A total solar eclipse swept across the country this week, displaying a natural wonder. Rather than take advantage of an engaging science lesson opportunity, hundreds of school districts with hundreds of thousands of students are focusing on the safety of students who may accidentally view the eclipse without proper eye protection. Based on the above concerns, we decided to close the school that day.
Even worse than not teaching students about science, the decision to close schools for the eclipse leaves students with irrational fears about their safety. If you want to understand why young people experience alarming levels of anxiety and have difficulty developing into competent adults, you only need to look at examples like the over-cautiousness shown by schools regarding the eclipse. .
To objectively understand how unreasonable it is for schools to close during a solar eclipse due to safety concerns, look at how incredibly unlikely the eclipse is to cause harm to anyone. Let's. Indeed, you should wear safety glasses when looking directly at the sun during a solar eclipse. However, instances of people staring into the sun without protection and causing permanent and severe damage to their eyes are so rare that they are cut down to almost zero.
In 1999, a total solar eclipse occurred in southern England, a region of 99 million people. A total of 14 people suffered eye injuries from the incident, most of which were mild and temporary, according to an article in the British Journal of Medicine.
In fact, a previous study of the solar eclipse in Turkey found that a small number of injuries were very temporary, with “only 10% of people affected having permanent visual impairment to the point where they can't read car license plates.” It turned out that he had suffered an injury. [license] He won the plate at the 25-yard mark. ”
The only serious injury recorded from the UK solar eclipse occurred after someone “looked at the sun for approximately 20 minutes without any protection”.
If a school fails to distribute widely available safety glasses and prevents students from staring into the sun for 20 minutes without safety glasses, the school has such a lack of behavioral control that it is closed for the day. Instead, it should be closed permanently. .
Please note that eye damage can also occur if a student repeatedly stabs the eye with a pencil. Presumably, the school has enough behavior controls in place to avoid closure due to concerns about pencil blindness.
Hundreds of school districts across the country have decided to close for safety reasons, despite the fact that the threat to students' health from a solar eclipse is as small as the threat from a pencil.
In Arkansas alone, 104 school districts with 163,954 students, about 35% of the state's total, were closed due to the eclipse. More than 200 school districts have closed in New York state. In Ohio, more than 100 school districts have closed, including schools in Cleveland, the state's second-most populous city. Another 100 school districts were closed in Texas, Indiana, and Pennsylvania. Even in Louisiana, which was not in the path of the total solar eclipse, some school districts still closed “due to many people's safety concerns.”
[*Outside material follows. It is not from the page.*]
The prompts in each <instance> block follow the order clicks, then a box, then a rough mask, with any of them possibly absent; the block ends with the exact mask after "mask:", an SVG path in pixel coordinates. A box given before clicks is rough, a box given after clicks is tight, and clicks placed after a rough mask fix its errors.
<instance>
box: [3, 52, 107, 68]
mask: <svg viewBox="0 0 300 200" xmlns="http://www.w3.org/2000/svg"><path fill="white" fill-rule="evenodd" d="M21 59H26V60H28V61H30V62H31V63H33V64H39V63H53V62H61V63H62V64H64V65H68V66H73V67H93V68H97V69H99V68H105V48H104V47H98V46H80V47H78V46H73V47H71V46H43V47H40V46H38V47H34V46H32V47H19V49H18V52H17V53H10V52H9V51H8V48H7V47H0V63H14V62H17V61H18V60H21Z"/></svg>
It is sometimes said that you can never be too cautious, but in reality you can never be too cautious. Overcaution increases vulnerability in young people and impedes their ability to develop into competent adults. As Jonathan Haidt and Abigail Schrier describe in their recent book, crippling fears about the wider world have reduced opportunities for young people to physically gather and interact, leaving them dangerously isolated and distorted. We are forced into a virtual life.
Excessive anxiety makes young people less likely to get a driver's license, less likely to date, and ultimately less likely to form new families with their own children.
You can't blame all of this for the decision of more than 500 school districts to close this week because of the solar eclipse. But these closures can be seen as a manifestation of how public schools are failing children by emulating excessive and irrational concerns about safety. It is this excessive and irrational caution that has led to the closure of so many schools over the long duration of the COVID-19 pandemic, with dire consequences for both academic and social development.
During both the eclipse and COVID-19, public schools made decisions at the convenience of the adults working in the schools without consideration for students or families. Handing out safety glasses, walking outside to view the eclipse, and reminding students to use glasses can seem like a hassle to unmotivated teachers and administrators. They likewise dislike going on field trips to visit historical sites and cultural institutions. In their eyes, things can only go wrong if you step outside the safe confines of the classroom.
But most families don't want their children to be raised surrounded by virtual bubble wrap at school. They want their children to grow up to be competent and independent adults.
If we want to prevent the next generation from becoming paralyzed by fear and irrational concerns about safety, we need to shift power from overly cautious and unmotivated public schools to parents. When parents have school choice, they find a school that balances safety and exploration in a way that meets their child's needs, not the needs of the adults working at the school.